As it is now the main router provides DHCP to both networks and DNS.
But it cannot provide DNS registering for the IOT network, as there is only one domain you can configure in dnsmasq LUCI interface.

You have provided an advance mode to install two dnsmasq instances in the main router, but then it seems that you cannot configure dns through LUCI interface, something I would like to avoid.

The dns for IOT domain could be assigned to the other router, but in order to get proper registration of devices that are given a lease, the DHCP should be running in that router.
I could activate it and assign IPs to the iot devices just in the IOT interface of the secondary router, and to the lan interface in the main router.

But even if only one of the router is assignen IPs to one net, when you activate both, there is a conflict and one of them stops assigning IPs.
I have tried to use the "listen interface option" in the DNS config panel, but it does not seem to work as I had expected.

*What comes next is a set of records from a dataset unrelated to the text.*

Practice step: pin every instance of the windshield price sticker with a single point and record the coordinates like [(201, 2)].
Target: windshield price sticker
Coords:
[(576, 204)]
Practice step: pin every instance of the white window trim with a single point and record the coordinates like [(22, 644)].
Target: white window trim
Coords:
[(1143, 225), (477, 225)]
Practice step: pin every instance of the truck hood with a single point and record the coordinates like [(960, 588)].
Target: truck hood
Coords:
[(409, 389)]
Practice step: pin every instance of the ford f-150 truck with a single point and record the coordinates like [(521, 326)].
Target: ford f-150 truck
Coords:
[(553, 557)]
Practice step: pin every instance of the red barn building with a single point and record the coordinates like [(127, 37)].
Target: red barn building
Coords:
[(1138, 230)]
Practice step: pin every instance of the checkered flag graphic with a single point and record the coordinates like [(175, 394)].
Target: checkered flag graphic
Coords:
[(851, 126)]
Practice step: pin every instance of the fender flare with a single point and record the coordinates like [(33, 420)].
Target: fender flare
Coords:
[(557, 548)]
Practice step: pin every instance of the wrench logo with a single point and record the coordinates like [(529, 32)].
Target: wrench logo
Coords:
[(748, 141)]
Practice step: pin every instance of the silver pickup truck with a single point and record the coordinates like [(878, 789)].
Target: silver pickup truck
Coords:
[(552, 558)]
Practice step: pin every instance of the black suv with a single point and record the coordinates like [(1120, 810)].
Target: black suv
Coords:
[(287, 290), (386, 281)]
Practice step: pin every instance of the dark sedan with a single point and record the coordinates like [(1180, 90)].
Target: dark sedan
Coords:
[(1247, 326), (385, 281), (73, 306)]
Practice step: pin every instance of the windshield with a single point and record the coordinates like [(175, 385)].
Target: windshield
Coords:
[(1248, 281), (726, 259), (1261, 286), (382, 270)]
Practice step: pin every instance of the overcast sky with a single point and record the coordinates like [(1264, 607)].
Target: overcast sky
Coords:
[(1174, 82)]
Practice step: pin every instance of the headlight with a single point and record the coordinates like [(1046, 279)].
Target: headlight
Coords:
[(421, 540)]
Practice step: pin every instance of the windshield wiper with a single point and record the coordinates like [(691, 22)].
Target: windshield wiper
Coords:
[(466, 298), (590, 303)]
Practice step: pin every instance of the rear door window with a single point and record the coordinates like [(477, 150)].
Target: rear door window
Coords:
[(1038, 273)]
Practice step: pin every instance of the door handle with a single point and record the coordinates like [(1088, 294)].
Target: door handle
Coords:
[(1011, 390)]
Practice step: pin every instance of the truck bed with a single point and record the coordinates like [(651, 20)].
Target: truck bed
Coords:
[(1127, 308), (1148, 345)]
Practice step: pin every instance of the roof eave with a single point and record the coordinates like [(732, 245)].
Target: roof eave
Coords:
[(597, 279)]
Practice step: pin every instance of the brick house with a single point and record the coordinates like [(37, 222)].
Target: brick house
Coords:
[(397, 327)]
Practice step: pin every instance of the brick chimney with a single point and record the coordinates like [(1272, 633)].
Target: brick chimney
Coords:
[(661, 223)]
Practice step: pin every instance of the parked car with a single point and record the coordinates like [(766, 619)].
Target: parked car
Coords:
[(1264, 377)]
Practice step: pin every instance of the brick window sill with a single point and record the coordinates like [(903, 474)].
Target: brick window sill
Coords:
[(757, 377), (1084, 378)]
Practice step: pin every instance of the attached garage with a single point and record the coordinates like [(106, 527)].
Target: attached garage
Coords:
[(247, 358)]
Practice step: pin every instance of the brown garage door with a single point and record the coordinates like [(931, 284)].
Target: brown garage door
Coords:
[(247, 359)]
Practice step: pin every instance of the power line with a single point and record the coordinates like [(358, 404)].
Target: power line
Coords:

Is it possible for a dhcp instance to register the devices that have been otrogued a lease in a DNS instance that is running in other openWRT router?

Input means packets destined for the router.

From where, from an unknown zone or external?

So I should stablish it reject and yet let lan devices connected even to the other router connect to devices in iot network in this router?

From any zone, as defined in the firewall. So your IoT network has input = accept. This means that if a device on the IoT network wants to connect directly to the router (i.e. the administration features, or any other services running on the router itself), it will be able to do so without restriction. The reason that input should be set to reject (or drop) for the untrusted zones (wan, iot) is because you don't want devices on those networks to be able to make any connections to the router itself in except what is explicitly allowed. Usually you'll want to setup firewall rules with the corresponding source zone (iot in this case) that accepts DHCP (UDP+TCP ports 67-68) and often DNS (UDP+TCP port 53) so that the devices will have normal network/internet connectivity automatically.

Thanks a lot. I had completly misunderstood the meaning of input.